Will Donald Trump Hit the Miley Cyrus Tipping Point?
A few years ago, for a two-or-three month period around the time that she appeared at the VMA’s with Robin Thicke, Miley Cyrus absolutely dominated headlines. Every day, it seemed, she’d outdo the thing she’d done before, making out with this person, showing up completely naked on Instagram, etc. I remember because, before I settled into only TV coverage on Uproxx, I’d wake up at 5 a.m., and the first thing I’d search for was what Miley had done the night before, because it’d be easy page views. Justin Bieber went through a similar phase, Lindsay Lohan did, as well, and so did Britney Spears a decade ago.
At some point with all of them, however, they hit a tipping point: They went so far that they were no longer capable of surprising us, and when the crazy became routine, the Internet stopped caring. They could no longer outdo themselves, and we reached Miley or Bieber or Lohan fatigue.
I keep wondering if that will happen with Donald Trump, but with less than 100 days to the election, every time we seem to arrive at a fatigue point, he reaches down deep and finds some reservoir of crazy to unleash.
However, he may have reached that tipping point two days ago when he incited his followers to assassinate his opponent, at which point he seemed to cost himself whatever slim chance at the Presidency he still had. His numbers continue to fall. States like Georgia, that once were not in play, are now swing states, and Republicans continue to peel off in greater and greater numbers.
Yesterday, however, he managed to nearly match the “Second Amendment” comment by stating unequivocally — three times — that President Obama had founded ISIS.
“President Obama — he is the founder of ISIS. He is the founder of ISIS. He’s the founder. He founded ISIS.”
However, the reaction from both Twitter and the greater media was, I’d say, perfunctory. They covered it, but as though out of obligation, although they did draw some criticism.
Hi. Hi there, reporter person. Trump calling Obama the "founder of ISIS" is not a controversial statement. It is a lie. L-I-E. Report that.— Kaili Joy Gray (@KailiJoy) August 11, 2016
Stories on Trump accusing Obama of founding ISIS could really use a "Barack Obama did not found ISIS" sentence. Almost none of them have it.— Daniel Dale (@ddale8) August 11, 2016
Overall, however, the reaction to the leader of a major political party suggesting that a sitting President had founded a terrorist organization responsible for 33,000 terrorist deaths around the globe was somewhat muted. The outrage of the day before wasn’t there. Republicans weren’t denouncing the statement. There weren’t as many calls for Trump to drop out of the race. In fact, the statement — which again suggested that the President of the United States was directly responsible for 33,000 terrorist deaths — was overshadowed in the news cycle by a twit climbing Trump Tower with suction cups.
In other words, this brand of crazy is the new normal for Donald Trump. We may have reached the point where we simply accept this level of insanity as the cost of doing business with Trump.

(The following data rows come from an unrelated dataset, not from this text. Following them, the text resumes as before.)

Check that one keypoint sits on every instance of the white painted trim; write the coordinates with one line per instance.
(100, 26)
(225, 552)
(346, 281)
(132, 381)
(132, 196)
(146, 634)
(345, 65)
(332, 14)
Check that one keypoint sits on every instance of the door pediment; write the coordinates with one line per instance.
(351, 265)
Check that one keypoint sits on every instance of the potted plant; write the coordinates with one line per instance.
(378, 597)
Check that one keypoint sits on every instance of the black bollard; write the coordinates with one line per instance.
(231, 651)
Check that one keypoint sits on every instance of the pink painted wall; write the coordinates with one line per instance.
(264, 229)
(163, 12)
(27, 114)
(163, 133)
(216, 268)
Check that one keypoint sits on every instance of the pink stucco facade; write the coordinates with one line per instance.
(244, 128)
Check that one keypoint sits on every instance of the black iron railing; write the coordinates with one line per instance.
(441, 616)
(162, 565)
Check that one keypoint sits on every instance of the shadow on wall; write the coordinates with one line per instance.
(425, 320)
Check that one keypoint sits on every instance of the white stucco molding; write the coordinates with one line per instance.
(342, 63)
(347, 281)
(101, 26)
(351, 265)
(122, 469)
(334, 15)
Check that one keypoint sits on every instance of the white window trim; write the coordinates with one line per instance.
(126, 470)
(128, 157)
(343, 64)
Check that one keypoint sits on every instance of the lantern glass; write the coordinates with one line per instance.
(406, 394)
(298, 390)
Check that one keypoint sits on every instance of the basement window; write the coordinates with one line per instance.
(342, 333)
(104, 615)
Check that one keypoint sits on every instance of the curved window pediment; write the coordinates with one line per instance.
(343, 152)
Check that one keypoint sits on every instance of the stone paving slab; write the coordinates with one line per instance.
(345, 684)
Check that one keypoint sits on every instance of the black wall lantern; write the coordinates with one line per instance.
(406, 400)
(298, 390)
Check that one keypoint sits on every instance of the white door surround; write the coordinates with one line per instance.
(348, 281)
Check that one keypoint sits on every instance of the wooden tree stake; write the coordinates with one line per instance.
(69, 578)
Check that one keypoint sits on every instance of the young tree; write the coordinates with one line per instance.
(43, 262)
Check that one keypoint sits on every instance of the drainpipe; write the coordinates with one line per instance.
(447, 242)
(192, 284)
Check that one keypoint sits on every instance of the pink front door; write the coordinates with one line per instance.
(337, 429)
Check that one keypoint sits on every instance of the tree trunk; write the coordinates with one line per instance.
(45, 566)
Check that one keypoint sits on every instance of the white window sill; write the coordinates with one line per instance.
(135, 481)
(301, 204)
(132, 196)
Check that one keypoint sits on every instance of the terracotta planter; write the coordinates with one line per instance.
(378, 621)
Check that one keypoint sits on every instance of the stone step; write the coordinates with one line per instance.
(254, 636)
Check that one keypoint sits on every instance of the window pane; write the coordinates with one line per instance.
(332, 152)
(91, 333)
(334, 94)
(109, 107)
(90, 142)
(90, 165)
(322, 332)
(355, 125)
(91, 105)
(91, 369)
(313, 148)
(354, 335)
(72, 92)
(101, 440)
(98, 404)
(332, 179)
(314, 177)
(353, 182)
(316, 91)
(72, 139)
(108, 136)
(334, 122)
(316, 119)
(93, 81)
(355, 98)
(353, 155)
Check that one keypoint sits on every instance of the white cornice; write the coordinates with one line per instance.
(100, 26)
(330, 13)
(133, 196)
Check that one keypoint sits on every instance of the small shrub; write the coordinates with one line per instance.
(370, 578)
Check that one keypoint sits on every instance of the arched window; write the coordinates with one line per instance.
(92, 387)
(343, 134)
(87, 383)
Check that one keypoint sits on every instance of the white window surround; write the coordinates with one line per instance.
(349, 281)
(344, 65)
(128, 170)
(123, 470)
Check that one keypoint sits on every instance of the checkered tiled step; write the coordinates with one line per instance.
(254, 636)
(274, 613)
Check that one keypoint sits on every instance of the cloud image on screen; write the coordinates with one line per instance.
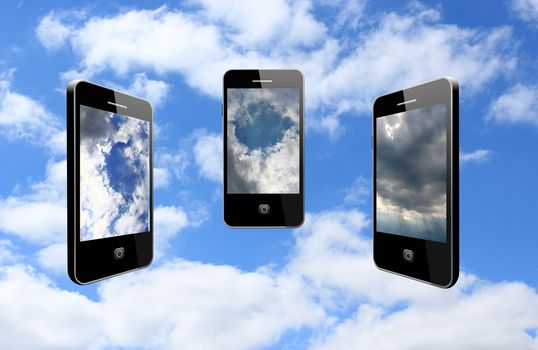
(411, 173)
(263, 140)
(114, 174)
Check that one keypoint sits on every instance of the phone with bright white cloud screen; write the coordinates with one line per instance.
(416, 182)
(110, 182)
(263, 148)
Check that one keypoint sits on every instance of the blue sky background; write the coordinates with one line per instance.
(310, 288)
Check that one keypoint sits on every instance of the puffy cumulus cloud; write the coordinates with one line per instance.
(114, 174)
(478, 156)
(519, 104)
(263, 162)
(288, 23)
(22, 117)
(329, 287)
(179, 304)
(389, 52)
(208, 154)
(527, 10)
(387, 311)
(46, 206)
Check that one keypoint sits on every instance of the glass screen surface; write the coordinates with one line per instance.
(263, 141)
(411, 173)
(114, 174)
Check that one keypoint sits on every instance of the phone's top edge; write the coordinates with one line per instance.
(452, 81)
(263, 70)
(73, 84)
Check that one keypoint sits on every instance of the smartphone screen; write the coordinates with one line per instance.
(416, 182)
(109, 182)
(411, 178)
(114, 174)
(263, 149)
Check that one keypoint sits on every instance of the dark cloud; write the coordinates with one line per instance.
(94, 126)
(411, 169)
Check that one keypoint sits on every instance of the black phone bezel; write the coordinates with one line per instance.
(93, 260)
(242, 210)
(435, 263)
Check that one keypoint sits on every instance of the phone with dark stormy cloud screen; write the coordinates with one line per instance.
(110, 182)
(263, 148)
(416, 182)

Here’s a potential problem, however. When Miley Cyrus and Justin Bieber stopped making headlines for a few months, they regained a measure of adoration from the American public. It was as though they’d had their obligatory media meltdown, survived it, and came out on the other side stronger people. Justin Bieber — who urinated in a janitor’s bucket, allegedly slept with prostitutes, and was charged with a DUI and for resisting arrest two years ago — has released a late contender for song of the summer. He’s back in pop culture’s good graces merely by virtue of being a normal pop star.
My fear, I guess, is what happens if Trump arrives at the debates next month and performs adequately? What if he manages not to say anything dumb? Or insane? Will America embrace a Donald that is normal relative to the unhinged version of today? Has Trump’s crazy peaked too soon? The collective memory of the American public is short. Will he be able to regain voters merely by virtue of being a normal politician again?
It’s a terrifying thought, but so far, Donald Trump has given us no reason to believe that he’s capable of normalcy. Let’s hope the fatigue completely settles in.